Tsipras’ task in all this has not been made any easier by Zaev’s almost-daily use of the terms “Macedonia” and “Macedonian people” in public statements and interviews, many of which are picked up by the Greek press and immediately replayed back to Greece in near-horrific coverage by Tsipras’ political opponents and many others in the media to demonstrate the folly of the Prespes Agreement, yielding no change or gains for Greece in Zaev’s behaviour when it comes to use of the term “Macedonia.”

A Nobel for bold, new democratic conflict resolution practices in Europe?

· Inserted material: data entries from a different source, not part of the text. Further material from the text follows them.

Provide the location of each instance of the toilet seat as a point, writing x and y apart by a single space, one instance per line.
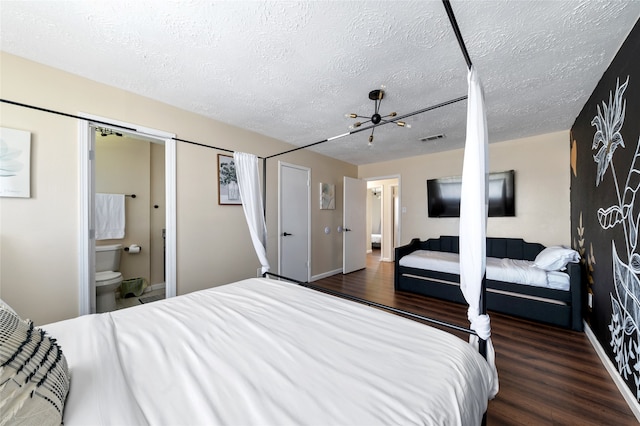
107 278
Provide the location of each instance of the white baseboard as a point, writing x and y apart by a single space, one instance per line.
326 275
628 396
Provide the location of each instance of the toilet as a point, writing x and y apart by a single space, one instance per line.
108 279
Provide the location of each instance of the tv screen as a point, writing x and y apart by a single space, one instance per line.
443 195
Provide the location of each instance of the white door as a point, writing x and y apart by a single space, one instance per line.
294 225
354 238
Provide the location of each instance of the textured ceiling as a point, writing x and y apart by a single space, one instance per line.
291 70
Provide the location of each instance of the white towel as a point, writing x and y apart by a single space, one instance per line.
109 216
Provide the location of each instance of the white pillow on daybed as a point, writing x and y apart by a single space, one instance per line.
555 258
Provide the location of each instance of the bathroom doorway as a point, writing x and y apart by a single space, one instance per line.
130 160
383 216
135 167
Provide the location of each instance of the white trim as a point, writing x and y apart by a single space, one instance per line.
86 244
308 170
86 241
170 218
326 274
613 372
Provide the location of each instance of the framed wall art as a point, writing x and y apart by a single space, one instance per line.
15 163
327 196
228 190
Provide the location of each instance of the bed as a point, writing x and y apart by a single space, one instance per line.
263 351
524 279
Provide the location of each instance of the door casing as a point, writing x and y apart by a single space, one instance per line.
304 202
86 233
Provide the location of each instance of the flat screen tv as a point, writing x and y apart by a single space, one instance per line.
443 195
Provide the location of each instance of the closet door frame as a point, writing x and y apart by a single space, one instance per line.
86 195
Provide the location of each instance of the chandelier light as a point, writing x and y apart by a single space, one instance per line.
376 96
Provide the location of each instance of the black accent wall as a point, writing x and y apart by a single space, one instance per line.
605 207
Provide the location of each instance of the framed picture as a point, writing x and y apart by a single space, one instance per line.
15 163
228 190
327 196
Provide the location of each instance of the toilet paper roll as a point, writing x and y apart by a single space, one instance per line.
134 248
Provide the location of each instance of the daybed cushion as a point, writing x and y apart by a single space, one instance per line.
34 377
555 258
506 270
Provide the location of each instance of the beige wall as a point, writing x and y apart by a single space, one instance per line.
39 236
542 189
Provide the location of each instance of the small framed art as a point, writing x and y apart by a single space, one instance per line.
327 196
15 163
228 190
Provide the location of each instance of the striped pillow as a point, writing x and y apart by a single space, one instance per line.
34 377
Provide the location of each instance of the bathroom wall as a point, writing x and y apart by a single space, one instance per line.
39 272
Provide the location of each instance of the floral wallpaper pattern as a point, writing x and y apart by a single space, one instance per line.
605 218
625 303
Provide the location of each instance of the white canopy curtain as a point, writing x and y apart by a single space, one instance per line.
473 215
250 194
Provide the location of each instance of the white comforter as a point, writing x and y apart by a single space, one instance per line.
506 270
264 352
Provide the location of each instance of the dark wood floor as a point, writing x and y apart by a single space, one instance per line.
548 375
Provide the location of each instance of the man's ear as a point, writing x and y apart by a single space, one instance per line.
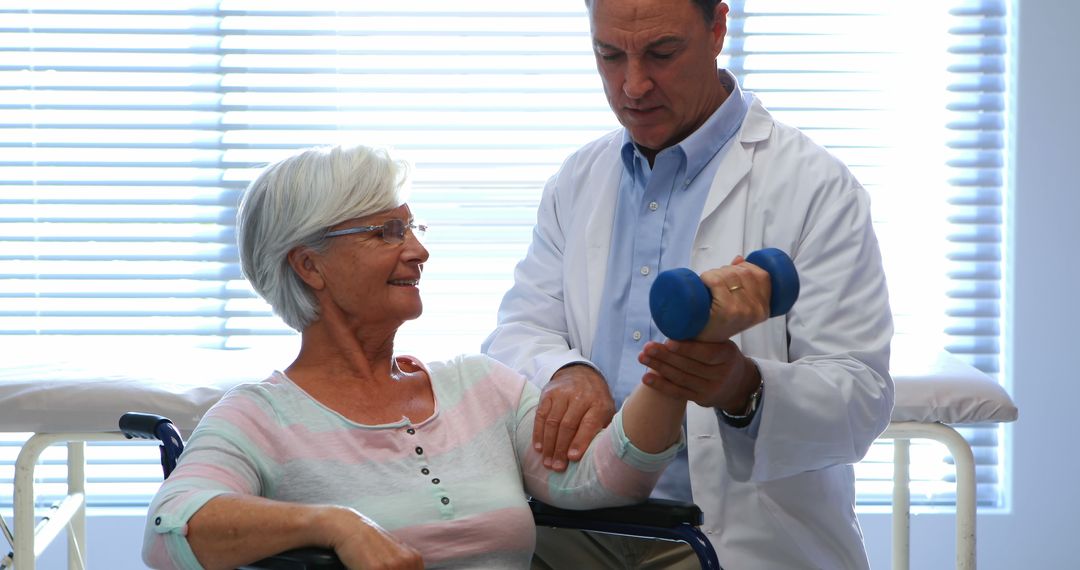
305 262
719 27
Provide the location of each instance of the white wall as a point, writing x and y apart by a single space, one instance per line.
1039 531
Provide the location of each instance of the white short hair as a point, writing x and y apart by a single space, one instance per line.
293 202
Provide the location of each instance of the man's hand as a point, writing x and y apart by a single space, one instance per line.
574 407
714 375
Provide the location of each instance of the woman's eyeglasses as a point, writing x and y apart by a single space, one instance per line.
392 231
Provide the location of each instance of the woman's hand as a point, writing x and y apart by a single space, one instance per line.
362 544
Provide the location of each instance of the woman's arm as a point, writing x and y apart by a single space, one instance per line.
652 420
232 530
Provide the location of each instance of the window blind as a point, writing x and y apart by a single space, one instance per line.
129 130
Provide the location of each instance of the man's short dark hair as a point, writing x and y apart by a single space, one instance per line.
707 9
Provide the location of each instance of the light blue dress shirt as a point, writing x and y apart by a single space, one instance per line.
656 220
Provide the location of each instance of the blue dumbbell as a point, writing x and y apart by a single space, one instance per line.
680 302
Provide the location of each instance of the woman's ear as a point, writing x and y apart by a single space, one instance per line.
305 262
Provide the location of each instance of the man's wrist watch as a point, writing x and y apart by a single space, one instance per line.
742 421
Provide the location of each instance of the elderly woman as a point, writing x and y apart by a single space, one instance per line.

One ray of light for leaders in Athens and Skopje is a nomination for the Nobel Peace Prize which many in both countries have long joked about. The nomination was made by the 2015 Nobel Peace Prize laureate Ouided Bouchamaoui of Tunisia, who, in a letter to Zaev, informed him of the nomination, along with Greece’s PM Tsipras, according to press reports from Skopje. It is unclear whether nominations from previous laureates carry much if any weight when final decisions are made, and critics have said the cost of an aeroplane ticket to Athens and Skopje would be the total investment required to generate this nomination. Bouchamaoui last visited Athens in September 2018 as a speaker at the Fifth Annual Athens Democracy Forum, but clearly missed the last weeks of January 2019 when Athens police used tear gas twice to disperse anti-Prespes Agreement protesters trying to convince her personal Nobel nominee, Greek PM Tsipras, to back off.

New tensions brewing?

In a sign of potential new post-Prespes people-to-people problems, students at a rally in Thessaloniki January 30 removed the license plates from a car from the neighbouring country that was in a central parking lot, something not seen for many years. The plates carried the country code MK, standing for Macedonia, and SK for Skopje, and were politely left with the parking lot attendant. Under the Prespes Agreement, the MK designation is slated to change to NM or NMK (North Macedonia) over a five-year transition period for technical adjustments.